I would find it very interesting when art historians, who feel the spirit of our times, tried to analyse the difference in technological, social and civilisation-related conditions between the contemporary world and the 19th century, which, actually, still influenced artists in the first half of the 20th century. The 19th-century myth of the artist, which is still valid for so many people, fits poorly into our contemporary world. The role and status of the artist in the situation of "artistic production", "production of images" and "exhibition industry" has changed. He is accompanied by mechanical recording and a certain surplus of information, now popularised as the so called "infotainment", accompanied by mass, media culture based on an accelerated change and novelty. It is said in the music industry that "the new sounding becomes the basis for a commercial success". We have not had things like that before.

A.P., A.S.: [...] What problems or doubts did you face when you started this entire archiving machine? Are you not horrified by the fact that everything else, everything outside the archive escapes you anyway?

Z.K.: I was archiving in the '70s because everything was temporary, ephemeral. At that moment this mania began: to document a thing and salvage it in this way. However today, my aims are slightly different - I do not document things which escape us because I realise that it is impossible to achieve a suitably good documentation of them. Even if I sometimes manage to make a document, I remain with the question "For whom?", "What for?" and "Who will later find it useful?"

A.P., A.S.: The question of the value of a document.

Z.K.: I can say that for me this document is very important; however, I can see that others have their own very important documents. Who is to judge whose document is more important. [...]

A.P., A.S.: At the moment, after you have decided to "make works of art" you do not use the existing archive only.

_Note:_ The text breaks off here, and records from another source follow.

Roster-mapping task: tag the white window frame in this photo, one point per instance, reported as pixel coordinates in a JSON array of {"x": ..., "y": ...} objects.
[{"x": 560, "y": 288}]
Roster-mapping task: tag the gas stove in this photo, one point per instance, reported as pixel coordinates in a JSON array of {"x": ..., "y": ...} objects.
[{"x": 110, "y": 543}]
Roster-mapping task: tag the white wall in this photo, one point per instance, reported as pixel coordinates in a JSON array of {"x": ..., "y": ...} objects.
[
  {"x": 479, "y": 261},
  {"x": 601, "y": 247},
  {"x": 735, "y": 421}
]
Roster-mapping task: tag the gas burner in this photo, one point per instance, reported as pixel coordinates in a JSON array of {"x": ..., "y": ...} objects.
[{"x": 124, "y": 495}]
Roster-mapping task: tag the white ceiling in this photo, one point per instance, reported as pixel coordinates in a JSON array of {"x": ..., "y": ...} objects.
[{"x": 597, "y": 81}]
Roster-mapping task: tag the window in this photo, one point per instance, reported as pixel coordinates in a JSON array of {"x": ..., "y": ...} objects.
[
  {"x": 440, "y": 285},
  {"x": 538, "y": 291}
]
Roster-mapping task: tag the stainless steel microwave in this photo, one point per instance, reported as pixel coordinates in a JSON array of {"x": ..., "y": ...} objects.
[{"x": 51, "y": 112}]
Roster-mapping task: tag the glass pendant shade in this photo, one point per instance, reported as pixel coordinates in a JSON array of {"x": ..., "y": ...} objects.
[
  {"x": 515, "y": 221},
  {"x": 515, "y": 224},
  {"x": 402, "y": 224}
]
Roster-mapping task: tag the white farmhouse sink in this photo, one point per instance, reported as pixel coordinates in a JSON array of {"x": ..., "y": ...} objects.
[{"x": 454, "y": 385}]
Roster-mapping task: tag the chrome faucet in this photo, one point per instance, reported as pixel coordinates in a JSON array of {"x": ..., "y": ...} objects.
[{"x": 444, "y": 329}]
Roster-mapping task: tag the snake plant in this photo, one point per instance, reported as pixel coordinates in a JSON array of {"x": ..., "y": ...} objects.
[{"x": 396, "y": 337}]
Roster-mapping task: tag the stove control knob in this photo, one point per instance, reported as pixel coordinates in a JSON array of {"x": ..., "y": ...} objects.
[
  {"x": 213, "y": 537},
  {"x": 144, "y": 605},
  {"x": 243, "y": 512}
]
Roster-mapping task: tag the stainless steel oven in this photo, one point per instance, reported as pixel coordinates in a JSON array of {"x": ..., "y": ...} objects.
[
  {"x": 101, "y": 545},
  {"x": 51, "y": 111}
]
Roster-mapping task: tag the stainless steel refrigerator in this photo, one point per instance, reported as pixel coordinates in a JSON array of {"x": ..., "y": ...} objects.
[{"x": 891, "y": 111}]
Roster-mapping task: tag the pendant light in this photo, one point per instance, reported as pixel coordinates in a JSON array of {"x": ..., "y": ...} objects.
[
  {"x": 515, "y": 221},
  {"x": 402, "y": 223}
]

Z.K.: I started to create a new archive very intensely. I have arranged situations which I recorded. [...] My archive contains various categories of documented reality (as black-and-white photographs). There is a category of things already present: landscapes, architecture and ceremonies. There are also compositions which I have built before the camera myself. [...] There are also various real world events "borrowed" from the TV screen. Finally, there is also my work - perhaps the most important - with models of whom Gadamer says that they are "like performers of gestures, like dressed (undressed) dolls". I think a model with personality is more than a doll.

A.P., A.S.: And what part of it do you use in your large-scale compositions?

Z.K.: In categories of quantity it makes, I believe, one tenth, maybe a little more. This is only a fraction of the archive. [...] I think that when I use these images en masse, I weaken their impact. I act against the power of particular picture. However, this is not the point. I deal with visual epic. It is a wide stream of narrating, but not linear narration when one sequence precedes another. What I build is rather reminiscent of a map on which I provoke clashes of various visual facts.